By Intikhab Amir 2013-12-24
PESHAWAR: One month gone and Pakistan Tehreek-i-Insaf`s road show in Khyber Pakhtunkhwa continues unhindered with razor-sharp effectiveness, but diminished funfair.

The ruling party has no plans to call off its road protest, though it has spiritlessly scaled it down. Four out of the five camps with which the party began on November 24 the ongoing protest against US drone attacks have been ended.

`Ultimately, it is Peshawar that matters the most because everything (that goes to Afghanistan via Torkham border) passes from here,` said Dr Nadeem, provincial vice president of PakistanTehreek-i-Insaf.

However, reports from the other camps suggest something different.

They were reportedly wounded up after the party lost the steam to ensure workers` participation.

The presence of workers in the camps at Dera Ismail Khan and other places has been an issue difficult to overcome and, at times, a cause of public humiliation for the party in power.

Even the camp at Peshawar`s Hatayabad Toll Plaza has been a lacklustre affair for quite some days. Workers come late and go early. The number of supporters attending the camp is thinning.

However, a bunch of few party workers has done a job as hard as blocking road supplies to North Atlantic Treaty Organisation`s forces in Afghanistan for the past one month.

There is a general perception that PTI could not have laid the road siege and blocked the supplies for such a long time without the provincial government`s tacit support.

PTI rejects.`The government has no role (in disruption of Nato supplies),` claims Shah Farman, the Khyber Pakhtunkhwa information minister. He said what the protesters had been doing, it was their right.

Legally, the provincial government,he added, could not stop the supplies. As a result, the party decided that the government would stay out of it, said Mr Farman.

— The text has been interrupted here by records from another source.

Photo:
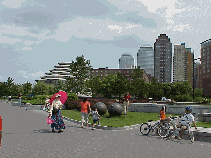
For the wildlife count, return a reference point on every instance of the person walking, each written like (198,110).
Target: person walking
(20,95)
(56,115)
(126,103)
(47,100)
(85,106)
(96,117)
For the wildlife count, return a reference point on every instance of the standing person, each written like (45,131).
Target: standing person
(56,115)
(85,105)
(126,102)
(163,115)
(96,117)
(9,98)
(20,95)
(186,122)
(47,100)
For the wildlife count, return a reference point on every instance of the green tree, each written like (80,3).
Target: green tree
(107,86)
(94,83)
(81,72)
(120,86)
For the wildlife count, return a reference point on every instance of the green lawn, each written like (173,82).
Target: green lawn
(131,118)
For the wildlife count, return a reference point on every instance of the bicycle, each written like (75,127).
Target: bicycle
(149,127)
(175,131)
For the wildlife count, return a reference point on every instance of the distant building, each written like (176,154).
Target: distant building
(126,61)
(206,67)
(102,72)
(182,64)
(59,73)
(163,59)
(145,59)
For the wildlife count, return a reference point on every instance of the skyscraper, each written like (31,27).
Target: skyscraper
(182,64)
(163,59)
(145,59)
(206,67)
(126,61)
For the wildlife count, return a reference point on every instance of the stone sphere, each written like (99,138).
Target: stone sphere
(101,108)
(115,109)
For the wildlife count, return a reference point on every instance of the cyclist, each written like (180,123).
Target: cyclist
(186,121)
(163,115)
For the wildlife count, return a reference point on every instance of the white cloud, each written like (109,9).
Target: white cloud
(27,48)
(115,27)
(38,74)
(12,3)
(23,74)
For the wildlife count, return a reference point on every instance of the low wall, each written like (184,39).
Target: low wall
(170,109)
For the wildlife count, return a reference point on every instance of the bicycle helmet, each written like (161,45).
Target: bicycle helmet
(188,109)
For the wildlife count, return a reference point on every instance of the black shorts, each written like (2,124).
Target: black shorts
(95,120)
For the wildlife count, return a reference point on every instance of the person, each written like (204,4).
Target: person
(85,105)
(186,121)
(47,100)
(96,117)
(20,95)
(126,99)
(56,115)
(9,98)
(163,115)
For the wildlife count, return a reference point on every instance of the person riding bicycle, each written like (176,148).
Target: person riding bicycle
(163,118)
(186,121)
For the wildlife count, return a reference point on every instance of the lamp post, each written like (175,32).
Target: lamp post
(193,74)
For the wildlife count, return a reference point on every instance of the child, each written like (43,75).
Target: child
(96,117)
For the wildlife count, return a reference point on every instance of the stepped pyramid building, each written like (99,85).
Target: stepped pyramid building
(60,73)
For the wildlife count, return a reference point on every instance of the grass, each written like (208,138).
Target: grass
(131,118)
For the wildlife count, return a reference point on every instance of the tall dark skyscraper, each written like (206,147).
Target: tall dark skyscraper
(163,59)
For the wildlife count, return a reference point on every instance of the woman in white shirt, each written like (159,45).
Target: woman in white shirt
(56,115)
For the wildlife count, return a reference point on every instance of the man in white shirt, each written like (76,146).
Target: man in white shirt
(186,121)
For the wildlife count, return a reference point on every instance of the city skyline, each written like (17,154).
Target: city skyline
(36,35)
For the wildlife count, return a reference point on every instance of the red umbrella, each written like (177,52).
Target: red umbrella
(63,97)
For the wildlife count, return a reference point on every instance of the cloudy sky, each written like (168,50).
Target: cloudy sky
(37,34)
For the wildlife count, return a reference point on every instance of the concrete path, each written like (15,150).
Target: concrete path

Why Peshawar only? Why not Karachi which is equally important to Nato sup-plies? Why adding more salt to injury for a city that has the highest cost of doing business in the country? Dr Nadeem, when asked, said that after Peshawar the network of protest camps would be extended to other cities as well.

`We thought starting from here, because we have our (party-led) government here, we would expand from here, said the PTI leader.

However, Mr Farman has something else to tell. `We chose Peshawar because, number one, we had made a commitment before the elections, and, number two, the drone attack on Hangu (in Khyber Pakhtunkhwa) provides a major justification for the party to hold its camp here,` he said.

There`s no politics into it, he added.

`It`s certainly easy here,` said Mr Farman.

Nonetheless, people opposed to PTI`s way of recording protest against US drone strikes see a weakness behind the party`s decision to choose Peshawar as the showground.

`He (PTI chief) knows what wouldhappen if they stage sit-in in a major city of any other province: they would be thrashed by the police and sent packing immediately,` said Khalid Aziz, former chief secretary of Khyber Pakhtunkhwa.

Nauman Wazir, a major steel manufacturer from Peshawar and a member of PTI Professional Forum, is not impressed either.

`It (road blockade) shows a confused mindset,` he said. On the one hand, the provincial government, said Mr Wazir, invited foreign donors to invest in Khyber Pakhtunkhwa, and on the other it had put a blind eye to the siege of an important road. `This is not going to take us anywhere,` he added.

On their part, PTI`s leaders said that they were not afraid of holding protest rallies, on crucial issues, in Karachi and Quetta at a time when`things were scary`.

PTI`s rally at Lahore against inflation and price hike, said Dr Nadeem, was a latest example of its not shying away from holding protests in other cities.

`Peshawar`s protest is symbolic, we achieved what we wanted to and we plans to continue it,` said the PTI leader.